Del despliegue argumentativo expuesto de manera in extensa sobre esta denuncia, se puede evidenciar que la Vocal accionada expuso una suficiente fundamentación y motivación en torno a este agravio y es congruente con respecto a la aplicación de lo dispuesto en el art. 239.2 del CPP, como causal de cesación de la detención preventiva del accionante por vencimiento del plazo sin que el Ministerio Público hubiese solicitado su ampliación; sin embargo, la Vocal accionada desestimó la aplicación de este precepto, en concordancia con lo establecido en el art. 233.3 del mismo Código; en ese sentido, consideró que no sería aplicable ni constituye el fundamento jurídico de la determinación de levantar esta medida cautelar, debido a que la causa penal ya se encontraría en etapa de juicio oral; en esa línea, tomó en cuenta que el sustento para definir un plazo de detención preventiva, se orientaba a ejecutar actos investigativos en etapa preparatoria; entonces, si los elementos de convicción ya fueron recolectados y que al formular el requerimiento conclusivo de acusación el Ministerio Público, dicha entidad no requiere pedir su ampliación por cuanto -se entiende- que ya contaría con elementos de prueba suficientes; consiguientemente, estableció que los razonamientos del Tribunal a quo para mantener la subsistencia de la detención preventiva resultaban válidos, sin dejar de lado, que la medida cautelar en etapa de juicio también tiende a asegurar las finalidades previstas en el art. 221 del CPP.

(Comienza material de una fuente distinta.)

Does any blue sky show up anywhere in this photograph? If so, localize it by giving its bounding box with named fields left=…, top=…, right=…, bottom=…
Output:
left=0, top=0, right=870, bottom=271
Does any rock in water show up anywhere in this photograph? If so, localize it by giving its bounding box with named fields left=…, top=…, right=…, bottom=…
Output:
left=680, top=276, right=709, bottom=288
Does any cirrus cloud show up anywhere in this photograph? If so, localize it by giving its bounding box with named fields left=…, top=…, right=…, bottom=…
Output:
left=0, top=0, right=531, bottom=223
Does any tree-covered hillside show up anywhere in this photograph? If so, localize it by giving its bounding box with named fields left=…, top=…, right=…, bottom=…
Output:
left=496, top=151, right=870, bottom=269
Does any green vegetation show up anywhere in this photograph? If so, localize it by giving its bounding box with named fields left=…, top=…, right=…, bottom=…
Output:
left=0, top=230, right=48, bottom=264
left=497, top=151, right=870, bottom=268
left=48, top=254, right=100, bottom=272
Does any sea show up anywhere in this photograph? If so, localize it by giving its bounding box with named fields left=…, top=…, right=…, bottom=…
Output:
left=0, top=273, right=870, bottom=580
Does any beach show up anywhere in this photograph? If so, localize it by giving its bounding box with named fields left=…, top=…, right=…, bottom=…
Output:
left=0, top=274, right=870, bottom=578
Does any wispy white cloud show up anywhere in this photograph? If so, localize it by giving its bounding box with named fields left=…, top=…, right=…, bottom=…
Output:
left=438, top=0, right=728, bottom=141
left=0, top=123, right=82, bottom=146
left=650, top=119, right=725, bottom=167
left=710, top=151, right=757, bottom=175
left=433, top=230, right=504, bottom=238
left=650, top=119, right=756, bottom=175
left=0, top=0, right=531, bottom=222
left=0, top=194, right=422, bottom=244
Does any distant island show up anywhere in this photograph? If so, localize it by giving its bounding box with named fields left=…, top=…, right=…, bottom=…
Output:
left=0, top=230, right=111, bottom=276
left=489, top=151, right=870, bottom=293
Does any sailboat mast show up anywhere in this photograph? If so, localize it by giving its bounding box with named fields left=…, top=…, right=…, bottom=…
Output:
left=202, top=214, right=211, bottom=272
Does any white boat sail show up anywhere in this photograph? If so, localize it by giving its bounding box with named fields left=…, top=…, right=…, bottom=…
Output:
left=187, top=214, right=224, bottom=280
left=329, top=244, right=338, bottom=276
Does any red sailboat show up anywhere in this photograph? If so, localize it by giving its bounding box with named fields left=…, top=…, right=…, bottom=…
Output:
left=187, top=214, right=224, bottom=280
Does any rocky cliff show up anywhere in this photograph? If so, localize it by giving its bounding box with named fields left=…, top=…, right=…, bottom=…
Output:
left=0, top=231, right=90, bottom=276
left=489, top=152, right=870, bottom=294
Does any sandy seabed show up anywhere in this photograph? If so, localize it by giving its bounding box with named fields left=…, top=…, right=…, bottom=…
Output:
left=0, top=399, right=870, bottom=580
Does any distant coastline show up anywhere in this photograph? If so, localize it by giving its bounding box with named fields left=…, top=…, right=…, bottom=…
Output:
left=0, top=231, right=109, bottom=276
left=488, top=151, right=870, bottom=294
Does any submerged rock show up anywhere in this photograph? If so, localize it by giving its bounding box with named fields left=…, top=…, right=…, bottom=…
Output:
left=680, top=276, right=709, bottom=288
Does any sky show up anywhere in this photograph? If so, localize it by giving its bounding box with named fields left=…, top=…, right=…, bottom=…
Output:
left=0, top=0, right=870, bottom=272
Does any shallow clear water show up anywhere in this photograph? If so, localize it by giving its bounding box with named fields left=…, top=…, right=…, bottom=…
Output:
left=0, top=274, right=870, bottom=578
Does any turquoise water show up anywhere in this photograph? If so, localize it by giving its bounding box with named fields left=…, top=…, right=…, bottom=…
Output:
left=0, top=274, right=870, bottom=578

En tal sentido, remitiéndose a lo previsto en el art. 239 del adjetivo penal, que prevé: “Las medidas cautelares personales cesarán por el cumplimiento de alguna de las siguientes causales (…) 2. Cuando haya vencido el plazo dispuesto respecto al cumplimiento de la detención preventiva, siempre y cuando el fiscal no haya solicitado la ampliación del plazo de la detención”; resulta acertado el criterio asumido la autoridad de alzada, cuando refiere que la etapa en la cual se puede invocar la aplicación de esta causal, es la preparatoria, respaldándose adicionalmente en lo referido en el art. 233.3 del CPP, no siendo aplicable a la fase de juicio oral, porque en dicho periodo el Ministerio Público ya no requiere realizar actos investigativos; por consiguiente, estos argumentos no se apartan de estos criterios interpretativos y de los lineamientos establecidos por el legislador; pues, es evidente que la labor del Ministerio Público durante la etapa preparatoria, está destinada a la acumulación de todos los elementos de convicción necesarios para sustentar la acusación, mientras que en etapa de juicio oral debe demostrar, a través de esos elementos recolectados, los extremos acusados; en ese sentido, resultaría irrazonable exigir que el Fiscal de Materia a cargo de la dirección funcional de la investigación, solicite ampliar la detención preventiva en etapa de juicio oral con la finalidad de realizar mayores actos investigativos.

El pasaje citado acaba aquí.